The long-awaited step towards complexly structured documents (+ video)
With this article on Habré, we are pleased to announce to you, friends, that we have moved from template rigidly structured documents to the recognition of various complexly structured documents. And this, believe me, is a completely different song! For details welcome under cat.
In each of our articles on Habré, we never tire of repeating that our primary goal is to automate the input of data from any documents in natural uncontrolled conditions without the need for special equipment. In just a few years, we managed to bring the recognition system of ID documents to the industrial level and now most of the financial applications (including even some applications of national importance) use our technology to speed up and simplify working with the application.

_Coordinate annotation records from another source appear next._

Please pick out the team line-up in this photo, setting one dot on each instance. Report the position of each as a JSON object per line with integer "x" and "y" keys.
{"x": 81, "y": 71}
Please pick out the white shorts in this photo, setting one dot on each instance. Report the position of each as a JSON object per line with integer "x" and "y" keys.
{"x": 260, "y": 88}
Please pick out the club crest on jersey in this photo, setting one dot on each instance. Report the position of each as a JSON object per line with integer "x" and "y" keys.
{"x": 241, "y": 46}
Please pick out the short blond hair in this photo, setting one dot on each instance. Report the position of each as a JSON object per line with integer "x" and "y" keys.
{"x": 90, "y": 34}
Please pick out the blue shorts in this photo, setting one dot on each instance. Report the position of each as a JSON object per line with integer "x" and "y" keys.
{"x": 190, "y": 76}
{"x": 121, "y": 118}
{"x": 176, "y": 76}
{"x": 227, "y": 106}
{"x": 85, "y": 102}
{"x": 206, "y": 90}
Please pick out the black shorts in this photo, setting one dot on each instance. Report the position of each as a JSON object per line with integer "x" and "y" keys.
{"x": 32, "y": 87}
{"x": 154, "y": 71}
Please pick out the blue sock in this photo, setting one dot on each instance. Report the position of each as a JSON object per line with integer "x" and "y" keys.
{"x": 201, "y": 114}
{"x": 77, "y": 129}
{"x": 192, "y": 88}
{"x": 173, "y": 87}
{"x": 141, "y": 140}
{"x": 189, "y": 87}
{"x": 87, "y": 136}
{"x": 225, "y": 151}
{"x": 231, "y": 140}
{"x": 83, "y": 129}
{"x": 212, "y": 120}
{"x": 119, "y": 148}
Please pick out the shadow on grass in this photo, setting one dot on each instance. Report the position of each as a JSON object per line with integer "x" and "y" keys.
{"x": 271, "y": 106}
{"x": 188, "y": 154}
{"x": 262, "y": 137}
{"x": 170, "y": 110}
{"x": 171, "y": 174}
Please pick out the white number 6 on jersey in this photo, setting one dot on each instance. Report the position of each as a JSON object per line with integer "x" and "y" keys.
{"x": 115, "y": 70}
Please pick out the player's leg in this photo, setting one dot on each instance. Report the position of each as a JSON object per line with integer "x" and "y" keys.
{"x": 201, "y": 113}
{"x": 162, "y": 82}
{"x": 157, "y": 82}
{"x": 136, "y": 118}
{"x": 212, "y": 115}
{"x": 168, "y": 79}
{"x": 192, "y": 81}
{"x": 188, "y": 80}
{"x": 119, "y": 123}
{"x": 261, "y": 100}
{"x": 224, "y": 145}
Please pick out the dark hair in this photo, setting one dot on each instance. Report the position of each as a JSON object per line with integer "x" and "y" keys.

For this year, our global goal is the recognition of any documents, without additional requirements for templates and forms. As always, recognition should be performed directly on the device (be it a mobile device or a powerful server). Having spent most of the time on internal review, having redesigned our basic Hieroglyph technology almost completely, we created the first version of the universal document recognition program - Smart DocumentReader.
What documents are recognized by Smart DocumentReader
Architecturally, the Smart DocumentReader program does not contain any restrictions on the types of supported documents and allows you to configure the recognition of any complexly structured documents. Documents can contain various semantic elements: tables, checkboxes, areas of handwritten filling, etc. Although, one limitation, caused rather by the hardware features of mobile devices, is present in our program: the maximum physical size of recognized documents is A4 format. But, you see, this is not a strong limitation from the point of view of bureaucracy in the Russian Federation. All the main financial documents are printed on our pages A4: certificate in the form 2-NDFL, invoice, invoice, certificate, waybill (TTN), waybill in the form TORG12, universal transfer document (UPD), charter, contract , invoice, profile,
Recognition of references 2-personal income tax
As a first example, we set up the Smart DocumentReader program for recognizing certificates in the form of 2-NDFL. From the point of view of practical use, this is a very popular document, which is required, for example, by banks when applying for large loans, by the state to receive tax deductions.
From the point of view of the internal structure, the 2-NDFL certificate is an excellent example of a complexly structured document: it contains mandatory and optional fields, several tables, there is a logical relationship between individual attributes, a large number of recognized fields.
Smart DocumentReader supports the recognition of multi-page documents. To do this, the program should alternately show all pages of the document. Upon the appearance of new pages, the overall recognition result will be updated with new data.
Like all of our previous products, Smart DocumentReader runs on a wide range of processor architectures under various operating systems. Today we support the Elbrus, Comdiv, SPARC, MIPS, ARM, x86, Sailfish Mobile OS RUS (Aurora), iOS, Android, Elbrus, Linux, Windows, macOS, Solaris operating systems . As for the recognition speed, on a mobile phone a one-page 2-NDFL document is recognized in 3-5 seconds.
PS In this article, we almost missed the technical part, anticipating in the near future a series of serious publications about the most important details that implement the presented functionality.